Time Series Decomposition

Introduction

Previously, you saw how we can combine several techniques to detrend our time series. Before we move on to our time series models, let's look at another method to remove trend and seasonality, namely Time Series Decomposition.

Let's once again import the passengers dataset and the stationarity_check() function from the previous lab to use time series decomposition and its effect on detrending a time series.

Objectives

You will be able to:

  • Describe the process and components of time series decomposition

Getting Started

import pandas as pd
import numpy as np
import matplotlib.pylab as plt
%matplotlib inline

# Import the check_stationarity function from previous lab
def stationarity_check(TS):
    
    # Import adfuller
    from statsmodels.tsa.stattools import adfuller
    
    # Calculate rolling statistics
    roll_mean = TS.rolling(window=8, center=False).mean()
    roll_std = TS.rolling(window=8, center=False).std()
    
    # Perform the Dickey Fuller test
    dftest = adfuller(TS['#Passengers']) 
    
    # Plot rolling statistics:
    fig = plt.figure(figsize=(12,6))
    orig = plt.plot(TS, color='blue',label='Original')
    mean = plt.plot(roll_mean, color='red', label='Rolling Mean')
    std = plt.plot(roll_std, color='black', label = 'Rolling Std')
    plt.legend(loc='best')
    plt.title('Rolling Mean & Standard Deviation')
    plt.show(block=False)
    
    # Print Dickey-Fuller test results
    print('Results of Dickey-Fuller Test: \n')

    dfoutput = pd.Series(dftest[0:4], index=['Test Statistic', 'p-value', 
                                             '#Lags Used', 'Number of Observations Used'])
    for key, value in dftest[4].items():
        dfoutput['Critical Value (%s)'%key] = value
    print(dfoutput)
    
    return None

# Import 'passengers.csv' dataset
data = pd.read_csv('passengers.csv')

# Change the data type of the 'Month' column
data['Month'] = pd.to_datetime(data['Month'])

# Set the 'Month' column as the index
ts = data.set_index('Month')

# Plot the time series
ts.plot(figsize=(10,4), color='blue');

png

Time Series Decomposition

Time series decomposition is a mathematical procedure that transforms a time series into multiple different time series. The original time series is often split into three component series:

  • Seasonal: Patterns that repeat within a fixed period. For example, a website might receive more visits during weekends; this would produce data with a seasonality of 7 days.

  • Trend: The underlying trend of the metrics. A website increasing in popularity should show a general trend that goes up.

  • Random: Also called "noise", "irregular", or "remainder", this is the residual of the original time series after the seasonal and trend series are removed.

Additive or Multiplicative Decomposition?

To achieve successful decomposition, it is important to choose between the additive and multiplicative models, which requires analyzing the series. For example, does the magnitude of the seasonality increase when the time series increases?

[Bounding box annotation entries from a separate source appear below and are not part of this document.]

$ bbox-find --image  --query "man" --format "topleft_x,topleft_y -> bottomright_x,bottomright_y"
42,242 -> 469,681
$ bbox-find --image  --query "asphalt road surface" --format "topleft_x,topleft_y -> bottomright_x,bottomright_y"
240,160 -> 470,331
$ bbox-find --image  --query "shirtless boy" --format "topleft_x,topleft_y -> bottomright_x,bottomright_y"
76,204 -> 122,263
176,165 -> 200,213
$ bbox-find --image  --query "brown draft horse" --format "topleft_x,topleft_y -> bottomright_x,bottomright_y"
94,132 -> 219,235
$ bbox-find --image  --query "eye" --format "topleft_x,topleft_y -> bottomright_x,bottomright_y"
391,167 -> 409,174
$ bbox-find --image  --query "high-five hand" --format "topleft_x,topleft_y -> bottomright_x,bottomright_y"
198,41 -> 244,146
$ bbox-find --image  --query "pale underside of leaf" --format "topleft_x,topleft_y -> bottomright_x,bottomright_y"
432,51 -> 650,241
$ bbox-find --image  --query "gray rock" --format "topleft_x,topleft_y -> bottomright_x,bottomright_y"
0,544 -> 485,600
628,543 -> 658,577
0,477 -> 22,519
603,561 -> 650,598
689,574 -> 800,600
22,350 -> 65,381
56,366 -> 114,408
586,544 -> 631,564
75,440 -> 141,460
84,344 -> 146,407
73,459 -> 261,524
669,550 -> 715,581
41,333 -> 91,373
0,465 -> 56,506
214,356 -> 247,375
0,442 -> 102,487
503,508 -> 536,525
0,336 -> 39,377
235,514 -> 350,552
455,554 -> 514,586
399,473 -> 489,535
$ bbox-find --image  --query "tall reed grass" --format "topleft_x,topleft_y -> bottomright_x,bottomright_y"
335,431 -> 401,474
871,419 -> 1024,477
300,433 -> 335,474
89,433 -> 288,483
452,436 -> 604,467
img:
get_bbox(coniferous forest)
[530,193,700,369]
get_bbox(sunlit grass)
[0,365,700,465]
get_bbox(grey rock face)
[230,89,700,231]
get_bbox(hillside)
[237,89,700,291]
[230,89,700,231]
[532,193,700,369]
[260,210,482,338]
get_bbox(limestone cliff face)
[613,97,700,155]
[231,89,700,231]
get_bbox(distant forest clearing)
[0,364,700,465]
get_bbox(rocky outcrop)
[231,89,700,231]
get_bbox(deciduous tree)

Fortunately, statsmodels provides the convenient seasonal_decompose() function to perform such decomposition out of the box. Details of this function are available here.

In the following cell, we will:

  • Import seasonal_decompose() from statsmodels.tsa.seasonal
  • Apply seasonal_decompose() to the log transformed time series
  • Plot the trend, seasonality, and residuals
# Import and apply seasonal_decompose()
from statsmodels.tsa.seasonal import seasonal_decompose
decomposition = seasonal_decompose(np.log(ts))

# Gather the trend, seasonality, and residuals 
trend = decomposition.trend
seasonal = decomposition.seasonal
residual = decomposition.resid

# Plot gathered statistics
plt.figure(figsize=(12,8))
plt.subplot(411)
plt.plot(np.log(ts), label='Original', color='blue')
plt.legend(loc='best')
plt.subplot(412)
plt.plot(trend, label='Trend', color='blue')
plt.legend(loc='best')
plt.subplot(413)
plt.plot(seasonal,label='Seasonality', color='blue')
plt.legend(loc='best')
plt.subplot(414)
plt.plot(residual, label='Residuals', color='blue')
plt.legend(loc='best')
plt.tight_layout()

png

Here we can see that the trend and seasonality are separated from data and we can model the residuals.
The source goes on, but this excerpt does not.